Table Of Contents
- Description
- How does this sample work?
- Prerequisites
- Running the sample
- Additional resources
- Changelog
- Known issues
- License
This sample demonstrates workflow for training and inference of Resnet-50 model trained using Quantization Aware Training. The inference implementation is experimental prototype and is provided with no guarantee of support.
This sample demonstrates
- Training a Resnet-50 model using quantization aware training.
- Post processing and conversion to ONNX graph to ensure it is successfully parsed by TensorRT.
- Inference of Resnet-50 QAT graph with TensorRT.
Dependencies required for this sample
-
TensorFlow NGC containers (20.01-tf1-py3 NGC container or above for Steps 1-4. Please use
tf1
variants which have TF 1.15.2 version installed. This sample does not work with public version of Tensorflow 1.15.2 library) -
Install the dependencies for Python3 inside the NGC container.

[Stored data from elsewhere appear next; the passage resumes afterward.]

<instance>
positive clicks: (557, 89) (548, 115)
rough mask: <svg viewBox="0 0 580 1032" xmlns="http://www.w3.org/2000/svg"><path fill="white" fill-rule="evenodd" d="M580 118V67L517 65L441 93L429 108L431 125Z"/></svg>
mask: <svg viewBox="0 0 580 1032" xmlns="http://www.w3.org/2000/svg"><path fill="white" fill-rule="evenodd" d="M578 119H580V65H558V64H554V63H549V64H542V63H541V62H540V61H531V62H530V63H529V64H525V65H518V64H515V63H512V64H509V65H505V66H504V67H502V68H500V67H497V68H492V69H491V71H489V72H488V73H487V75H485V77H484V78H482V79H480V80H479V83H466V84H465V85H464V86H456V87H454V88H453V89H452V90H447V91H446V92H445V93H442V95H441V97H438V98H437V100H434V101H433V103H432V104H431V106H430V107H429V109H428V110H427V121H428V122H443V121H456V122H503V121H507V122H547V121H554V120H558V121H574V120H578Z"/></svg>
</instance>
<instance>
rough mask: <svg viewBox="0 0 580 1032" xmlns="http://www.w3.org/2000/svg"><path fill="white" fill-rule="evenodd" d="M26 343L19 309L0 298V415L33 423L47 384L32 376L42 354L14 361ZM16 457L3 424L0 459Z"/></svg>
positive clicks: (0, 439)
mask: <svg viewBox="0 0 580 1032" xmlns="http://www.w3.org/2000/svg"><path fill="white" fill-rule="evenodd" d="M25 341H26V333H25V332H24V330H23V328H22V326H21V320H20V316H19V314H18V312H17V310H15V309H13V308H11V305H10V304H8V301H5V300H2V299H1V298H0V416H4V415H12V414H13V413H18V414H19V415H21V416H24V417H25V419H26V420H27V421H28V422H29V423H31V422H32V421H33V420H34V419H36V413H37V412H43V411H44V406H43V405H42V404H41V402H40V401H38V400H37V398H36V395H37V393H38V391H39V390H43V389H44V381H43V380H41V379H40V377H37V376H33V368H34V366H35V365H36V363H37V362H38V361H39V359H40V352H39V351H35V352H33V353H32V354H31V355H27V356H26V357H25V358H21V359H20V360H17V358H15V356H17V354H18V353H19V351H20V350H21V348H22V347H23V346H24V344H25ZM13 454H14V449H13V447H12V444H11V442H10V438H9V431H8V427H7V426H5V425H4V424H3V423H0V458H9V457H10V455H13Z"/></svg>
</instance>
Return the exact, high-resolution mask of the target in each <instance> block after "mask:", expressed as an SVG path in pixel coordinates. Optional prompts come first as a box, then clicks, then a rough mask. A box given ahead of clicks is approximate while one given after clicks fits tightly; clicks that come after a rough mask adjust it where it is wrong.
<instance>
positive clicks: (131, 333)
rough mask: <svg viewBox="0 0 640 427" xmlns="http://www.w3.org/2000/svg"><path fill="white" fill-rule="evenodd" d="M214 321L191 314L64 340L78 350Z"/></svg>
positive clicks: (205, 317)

- For Python 3 users, from the root directory, run:
python3 -m pip install -r requirements.txt
- For Python 3 users, from the root directory, run:
-
TensorRT-7.1
NOTE: Steps 1-4 require NGC containers (TensorFlow 20.01-tf1-py3 NGC container or above). Steps 5-7 can be executed within or outside the NGC container
Please follow detailed instructions on how to finetune a RN50 model using QAT.
This stage involoves
- Finetune a RN50 model with quantization nodes and save the final checkpoint.
- Post process the above RN50 QAT checkpoint by reshaping the weights of final FC layer into a 1x1 conv layer.
Export the RN50 QAT graph replacing the final FC layer with a 1x1 conv layer. Please follow these instructions to generate a frozen graph in desired data formats.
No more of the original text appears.